Continuous quality improvement and health promotion: can CQI lead to better outcomes?

This consideration of whether continuous quality improvement (CQI) can lead to better health outcomes opens by offering a list of questions Canadian health promotion (HP) organizations should consider in response to pressure to implement CQI. The next sections define "quality" and CQI and provide an overview of the CQI process and its main components of customer satisfaction scientific approach and team approach.
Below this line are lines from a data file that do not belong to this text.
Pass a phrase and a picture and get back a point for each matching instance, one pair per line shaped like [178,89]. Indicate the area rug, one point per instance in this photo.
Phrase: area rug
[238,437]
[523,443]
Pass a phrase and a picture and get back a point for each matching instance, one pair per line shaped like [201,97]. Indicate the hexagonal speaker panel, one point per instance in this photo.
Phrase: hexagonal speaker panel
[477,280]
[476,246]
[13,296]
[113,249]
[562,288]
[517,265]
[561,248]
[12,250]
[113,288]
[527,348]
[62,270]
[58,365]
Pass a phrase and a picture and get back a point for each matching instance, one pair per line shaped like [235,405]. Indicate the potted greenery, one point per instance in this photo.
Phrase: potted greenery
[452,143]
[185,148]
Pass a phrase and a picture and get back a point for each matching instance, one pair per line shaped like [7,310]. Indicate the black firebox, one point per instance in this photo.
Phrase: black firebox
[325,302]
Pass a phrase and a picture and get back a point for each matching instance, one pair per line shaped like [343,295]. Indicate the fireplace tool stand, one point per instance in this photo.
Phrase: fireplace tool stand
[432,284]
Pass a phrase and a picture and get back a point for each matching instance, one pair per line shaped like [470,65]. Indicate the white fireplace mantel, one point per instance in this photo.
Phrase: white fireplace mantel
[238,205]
This is followed by a consideration of the following HP issues as they relate to CQI: 1) the fact that HP does not produce goods and is not always a service; 2) customer satisfaction; 3) management structure; 4) data measurement emphasis and knowledge paradigms; 5) evaluation and outcomes; and 6) the importance of other agendas and influences in HP. Next the article evaluates whether 1) the philosophy of CQI is compatible with that of HP 2) CQIs methodology and approach is compatible with HP 3) implementing CQI processes would improve HP practice and goal achievement 4) an appropriate HP/CQI model could be developed from the steps suggested 5) better options than CQI exist for improving HP 6) there are reasons not to implement CQI and 7) there are any consequences of not implementing CQI. The article ends by recommending that HP organizations clarify what CQI can address document the impact of CQI make appropriate modifications in the CQI model view CQI as a tool to furthering HP goals and address basic HP issues.